I was going to quote CIG, but I feel like the discussion of cultural appropriation is gravitating toward very specific and quite unhelpful examples such as costumes, which I realize I brought up. I don't think this helps to address the original comparison of cultural appropriation to a kind of "open borders" mentality, i.e. the liberal transmission of cultural forms across cultural boundaries.
I feel like I shouldn't have used costumes because it really doesn't get at the complexity of cultural appropriation and is too hot-button. The actual scholarship that I've read on cultural appropriation isn't on fashion but on literature, and what happens here is far from the kind of cultural appreciation that some argue for in fashion. In literary history, cultural appropriation usually takes the form of (generally speaking) the transmission of specific texts across cultural boundaries which are substantially altered--linguistically (obviously), ideologically (less obviously), and sometimes formally (slightly more obviously)--so as to obscure or sometimes erase the original cultural function of a particular work. When this happens, the work comes to represent certain values that may not correlate to those of the culture of origin, and that may in fact be used in opposition to the culture of origin.
Furthermore, this describes cultural appropriation not only in terms of white and non-white, but in its more appropriate context of cultural domination. In this respect, we can observe cultural appropriation occurring between, for instance, China and Japan, or Africa and France, or black folk culture and white American music (to give a few examples). It isn't always between white and non-white, and this isn't the sole focus of those who write about cultural appropriation in academia.
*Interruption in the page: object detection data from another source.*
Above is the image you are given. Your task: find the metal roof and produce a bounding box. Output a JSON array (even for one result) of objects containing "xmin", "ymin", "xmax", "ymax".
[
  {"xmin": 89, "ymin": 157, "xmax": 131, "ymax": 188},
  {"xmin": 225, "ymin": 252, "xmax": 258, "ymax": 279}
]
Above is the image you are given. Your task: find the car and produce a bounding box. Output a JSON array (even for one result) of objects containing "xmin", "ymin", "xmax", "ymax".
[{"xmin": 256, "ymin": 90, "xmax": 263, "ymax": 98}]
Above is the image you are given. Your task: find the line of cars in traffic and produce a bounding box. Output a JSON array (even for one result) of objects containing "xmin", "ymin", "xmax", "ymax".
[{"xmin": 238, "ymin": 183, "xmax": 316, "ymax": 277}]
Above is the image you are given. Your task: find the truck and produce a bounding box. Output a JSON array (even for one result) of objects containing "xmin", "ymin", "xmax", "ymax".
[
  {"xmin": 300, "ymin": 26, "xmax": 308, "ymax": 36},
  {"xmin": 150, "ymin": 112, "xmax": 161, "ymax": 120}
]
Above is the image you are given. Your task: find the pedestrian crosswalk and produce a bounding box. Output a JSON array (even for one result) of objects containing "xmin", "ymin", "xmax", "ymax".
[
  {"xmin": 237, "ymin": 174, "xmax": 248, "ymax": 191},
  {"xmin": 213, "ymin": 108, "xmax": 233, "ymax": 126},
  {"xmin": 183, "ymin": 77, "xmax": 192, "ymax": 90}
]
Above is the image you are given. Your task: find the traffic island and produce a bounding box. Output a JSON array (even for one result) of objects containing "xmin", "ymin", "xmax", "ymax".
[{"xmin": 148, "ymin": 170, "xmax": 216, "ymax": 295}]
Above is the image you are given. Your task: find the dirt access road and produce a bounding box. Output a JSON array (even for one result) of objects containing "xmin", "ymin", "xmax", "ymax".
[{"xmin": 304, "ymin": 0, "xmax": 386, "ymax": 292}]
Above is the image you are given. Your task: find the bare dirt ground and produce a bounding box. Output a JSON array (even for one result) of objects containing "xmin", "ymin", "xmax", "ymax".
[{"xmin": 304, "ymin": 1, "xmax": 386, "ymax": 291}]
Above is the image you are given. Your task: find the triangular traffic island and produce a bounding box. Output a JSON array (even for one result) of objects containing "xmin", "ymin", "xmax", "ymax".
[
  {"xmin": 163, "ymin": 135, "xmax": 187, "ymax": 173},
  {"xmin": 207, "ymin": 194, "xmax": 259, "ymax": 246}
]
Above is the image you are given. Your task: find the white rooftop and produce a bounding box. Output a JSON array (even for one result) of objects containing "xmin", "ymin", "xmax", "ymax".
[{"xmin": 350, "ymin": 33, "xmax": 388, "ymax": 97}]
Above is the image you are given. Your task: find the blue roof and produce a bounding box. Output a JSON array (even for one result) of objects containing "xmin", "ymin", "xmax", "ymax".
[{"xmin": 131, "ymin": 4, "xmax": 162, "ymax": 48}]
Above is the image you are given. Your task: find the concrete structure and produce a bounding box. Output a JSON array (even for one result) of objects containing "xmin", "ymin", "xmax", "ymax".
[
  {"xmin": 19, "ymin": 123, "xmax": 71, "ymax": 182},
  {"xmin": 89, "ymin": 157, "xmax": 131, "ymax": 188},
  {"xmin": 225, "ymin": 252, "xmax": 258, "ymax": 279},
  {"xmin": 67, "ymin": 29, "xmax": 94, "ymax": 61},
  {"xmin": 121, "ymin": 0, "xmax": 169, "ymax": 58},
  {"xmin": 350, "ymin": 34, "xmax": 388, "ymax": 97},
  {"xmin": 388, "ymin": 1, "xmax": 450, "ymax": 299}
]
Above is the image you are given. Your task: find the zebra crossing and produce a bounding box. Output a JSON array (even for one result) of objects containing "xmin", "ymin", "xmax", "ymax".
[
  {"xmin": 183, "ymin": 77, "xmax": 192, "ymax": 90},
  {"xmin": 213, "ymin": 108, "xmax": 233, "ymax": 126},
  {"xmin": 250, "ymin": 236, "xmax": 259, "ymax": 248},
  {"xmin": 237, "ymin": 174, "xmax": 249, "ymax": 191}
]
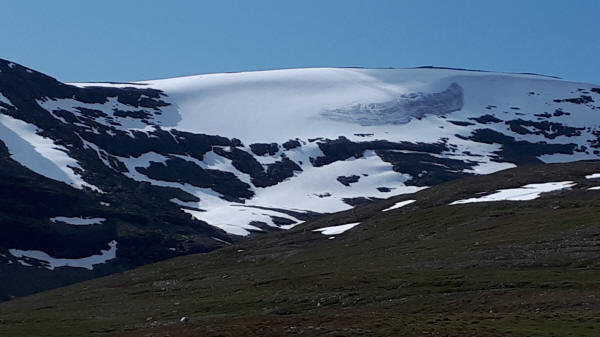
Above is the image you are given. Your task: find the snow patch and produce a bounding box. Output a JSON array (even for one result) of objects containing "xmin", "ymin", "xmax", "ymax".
[
  {"xmin": 382, "ymin": 200, "xmax": 416, "ymax": 212},
  {"xmin": 313, "ymin": 222, "xmax": 360, "ymax": 235},
  {"xmin": 0, "ymin": 92, "xmax": 15, "ymax": 108},
  {"xmin": 50, "ymin": 216, "xmax": 106, "ymax": 226},
  {"xmin": 8, "ymin": 240, "xmax": 117, "ymax": 270},
  {"xmin": 450, "ymin": 181, "xmax": 575, "ymax": 205},
  {"xmin": 0, "ymin": 114, "xmax": 100, "ymax": 191}
]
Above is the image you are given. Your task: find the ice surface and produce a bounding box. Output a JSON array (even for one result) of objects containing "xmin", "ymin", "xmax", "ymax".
[
  {"xmin": 8, "ymin": 240, "xmax": 117, "ymax": 270},
  {"xmin": 450, "ymin": 181, "xmax": 575, "ymax": 205},
  {"xmin": 382, "ymin": 200, "xmax": 416, "ymax": 212},
  {"xmin": 313, "ymin": 222, "xmax": 360, "ymax": 235}
]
I'm concerned with the ways that appropriation alters the values associated with a particular cultural form in such a way that the culture of origin suffers due to the values perceived/imposed by the appropriating culture. I do believe that can happen with costumes, but the scholarship I've encountered deals with literature. Obviously, literary criticism attempts to overcome (or at least acknowledge) these barriers as best it can, but it still reflects on historical interpretations/translations, which gave rise to (for example) Western myths of the "noble savage" and the "primitive pacifist"--both of which have been shown to function in ways that reduce, demean, and deprive the cultures to which they're attributed, and that reveal some underlying proclivities of Western cultural values.
As I said, costumes don't quite get at this less visible yet, in many ways, more extensive network of appropriation.
As this relates to cultural appropriation = open borders (for the sake of argument): I think this is true. But as I've said in other arguments recently, open borders also correlate to the most faithful realization of a free market, that being a global free market. This is not to say, however, that in such a scenario all parties will remain equal--far from it. In a system of purely deregulated capital, wealth will absolutely accumulate in certain areas and vanish from others, leaving certain parties in the dust. Likewise, cultural appropriation may indeed resemble open borders, but it also inevitably yields inequity among the parties appropriated.